Folk fused singer-songwriter Pete Morton releases his first set of new songs since 2015.
Release Date: April 2020
Label: Further Records
Formats: CD / DL
The new album sees the Folk singer, songwriter, entertainer, yogi, left-leaning thinktank and human jukebox (cite: Twitter) comes courtesy of eight new songs and two traditional ballads. However, it’s the challenge of opening up with the title track by Pete Seeger that shows Pete is striking boldly forward and not easing himself in gently on his return. And it may be a coincidence, but the reference to weaving a magic strand of rainbow design might be one to highlight in times when our NHS is playing such a vital part in keeping our nation above water.
The two traditional songs are good value. Not varying too far off the (well) beaten path, Barbry Allen is as familiar as the comfy pair of shoes. A bit battered and well worn but almost like they’re part of you. Farmer’s Boy closes the album with gusto; it’s a rousing yet stately version that comes over as though he’s singing it in chapel.
Humour, politics and social comment all cross swords; not quite biting and acerbic as some of the folk peers, perhaps more sensitive and insightful. Proof that you don’t always have to shout or get angry to prove a point. The Grenfell Carol a case in point, namechecking a tragedy yet with a lyric that unites in support.
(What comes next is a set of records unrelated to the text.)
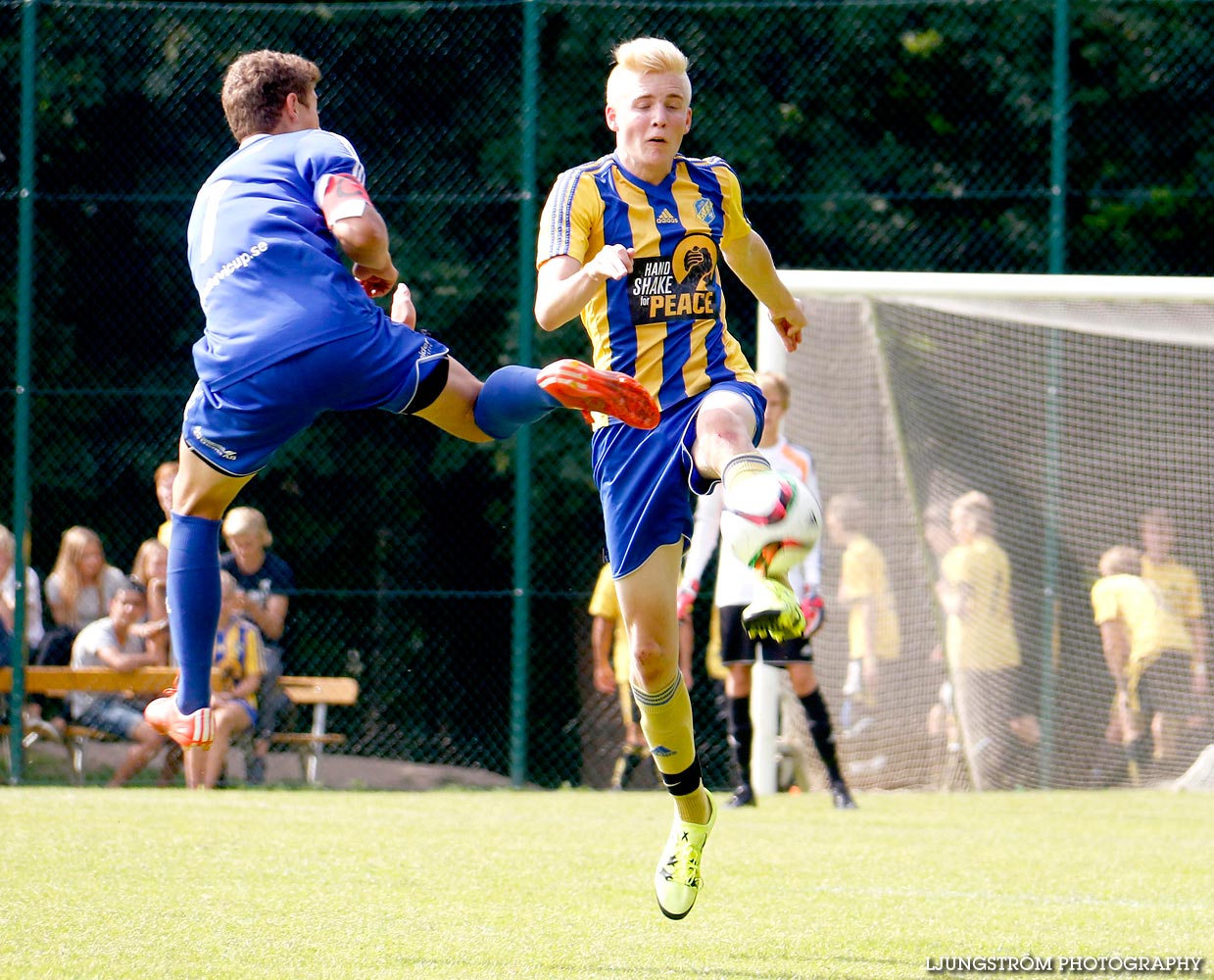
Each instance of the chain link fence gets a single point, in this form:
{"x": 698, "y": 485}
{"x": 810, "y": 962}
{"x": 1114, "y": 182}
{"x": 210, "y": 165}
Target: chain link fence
{"x": 452, "y": 579}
Human migration, the arms trade, and climate change are amongst the topics that have caught the Morton eye and become targets for his comments. We Are The Trees By The Side Of The Road has a jazzy swing – most reminiscent of the style of Ranagri – while Metropolitan Safari cleverly works in a series of London landmarks amidst a jaunty tune. Elsewhere, the singalong chorus to Universal Basic Income being sung in gleeful audience participation at (virtual) folk clubs around the nation.
Helped out by a band that includes Alice Jones, George Sansome and Matt Quinn, Pete also duets with Jude Rees on an older song, providing a delightful update on Emily Dickinson Revisited (Good Day, Mr Nobody).
With almost thirty years at the coal face behind him, you could rightly call Pete Morton a veteran but no doubting or dampening his enthusiasm. Whether it’s MOJO championing his independence and creativity or the Glasgow Herald tempting fate by ranking his wry observations alongside those of the mighty Richard Thompson, you have to hand it to Pete Morton for his work on another set that highlights his passion and tenacity.